Today we find ourselves enter the last day of Christmastide, traditionally marked by Twelfth Night celebrations that have in recent years dwindled to near extinction. Whereas it once served as a highlight of the festive celebratory calendar, a night of feasting and revelry, it is now little more than a footnote, with only the tradition of wassailing keeping its name alive in some parts of the country. Even so, although the wassail itself has undergone something of a modest revival in recent decades, it remains strongest in its West Country heartland where it frequently takes place on Old Twelfth Night, which falls on 17 January. If you should happen to be wondering why there is such a marked divergence in dates, this is all down to the adoption of the Gregorian Calendar in Britain which took place in September 1752, which caused an instant ‘leap forward’ in time from Wednesday 2 September to Thursday 14 September, bringing the calendar back into line with the Earth’s annual progress around the Sun. Somehow, this seemed neither right nor proper to a number of rustic celebrants, so they continued to mark Old Twelfth Night long after the reform.

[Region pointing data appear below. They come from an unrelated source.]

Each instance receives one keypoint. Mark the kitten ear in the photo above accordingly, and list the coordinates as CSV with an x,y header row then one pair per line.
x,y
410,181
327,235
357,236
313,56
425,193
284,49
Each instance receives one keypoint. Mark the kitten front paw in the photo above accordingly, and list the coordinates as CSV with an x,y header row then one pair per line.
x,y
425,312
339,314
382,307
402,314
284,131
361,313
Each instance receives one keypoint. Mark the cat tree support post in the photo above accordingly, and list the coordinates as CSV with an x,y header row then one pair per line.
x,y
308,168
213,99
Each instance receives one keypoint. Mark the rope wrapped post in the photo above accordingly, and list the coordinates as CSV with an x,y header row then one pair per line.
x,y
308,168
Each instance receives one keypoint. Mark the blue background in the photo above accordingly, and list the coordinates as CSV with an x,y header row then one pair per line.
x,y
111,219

The wassail ostensibly takes place with a view to propitiating the spirit of the orchard by singing and drinking to the health of the trees, but as this bare outline of this practice illustrates, it is rather more likely that it is the participants who derive any enjoyment and benefit from its conduct (providing that they don’t overdo it on the cider of course). Perhaps it is because of this focus upon the future and the fruit of the year to come that Twelfth Night, unlike the immediate lead-up to Christmas, is not traditionally associated with ghost stories in Britain; it is focused not upon death, but rebirth. Moreover, the days are now beginning to perceptibly lengthen, and the inward focus of Christmas itself, which generally centres upon the family and stirs memories of those no longer with us with whom we celebrated Christmases past, is gone, as we turn once again to the wider world of work and society.

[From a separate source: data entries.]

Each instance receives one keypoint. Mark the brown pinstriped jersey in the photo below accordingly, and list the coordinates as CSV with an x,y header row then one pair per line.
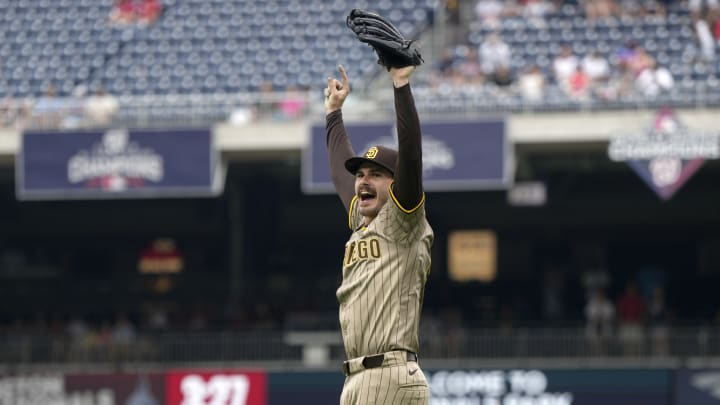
x,y
385,268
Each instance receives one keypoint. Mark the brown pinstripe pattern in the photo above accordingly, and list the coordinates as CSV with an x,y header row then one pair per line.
x,y
393,385
385,268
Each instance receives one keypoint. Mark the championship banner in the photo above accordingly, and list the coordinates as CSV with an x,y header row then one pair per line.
x,y
667,155
118,164
82,389
457,156
208,387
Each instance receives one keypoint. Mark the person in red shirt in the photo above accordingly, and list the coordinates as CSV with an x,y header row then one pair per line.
x,y
631,315
148,11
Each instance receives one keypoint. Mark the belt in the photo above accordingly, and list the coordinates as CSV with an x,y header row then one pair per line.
x,y
377,360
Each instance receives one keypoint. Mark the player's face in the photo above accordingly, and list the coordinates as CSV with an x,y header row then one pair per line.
x,y
372,188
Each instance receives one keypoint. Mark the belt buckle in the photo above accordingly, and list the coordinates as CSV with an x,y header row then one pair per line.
x,y
373,361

Such a focus would, therefore, seem to be uncongenial to the ghost story, although I do know of one that specifically focuses upon Twelfth Night. It opens with a disorientating scene amidst a Somerset apple orchard on Old Twelfth Night shortly after the local menfolk have returned from the trenches, and despite the ritual’s traditional future focus, its reinstitution has been undertaken with a view to restoring a past order that has been permanently ruptured by the Great War. This is but one aspect of the collision between encroaching modernity and tradition dealt with in the story, in which the former unleashes darker and older forces. There is, however, also a marked humorous streak to this tale.

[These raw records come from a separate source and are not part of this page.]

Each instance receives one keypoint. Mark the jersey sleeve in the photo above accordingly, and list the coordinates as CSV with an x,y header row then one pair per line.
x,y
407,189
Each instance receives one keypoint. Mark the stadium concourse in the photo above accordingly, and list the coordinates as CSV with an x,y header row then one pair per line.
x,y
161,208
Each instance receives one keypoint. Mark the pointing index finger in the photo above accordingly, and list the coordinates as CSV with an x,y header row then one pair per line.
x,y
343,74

Returning to the present, the picture of the tree seen at the beginning of this post was taken recently in Cotehele’s Old Orchard in Cornwall, which can be found next to its ‘Mother Orchard’ planted in 2007 to preserve and propagate traditional varieties of West Country apple. A noble undertaking, so let us raise a cup to the endeavours of Mary Martin and James Evans, the apple specialists who conceived this noble undertaking. Wassail!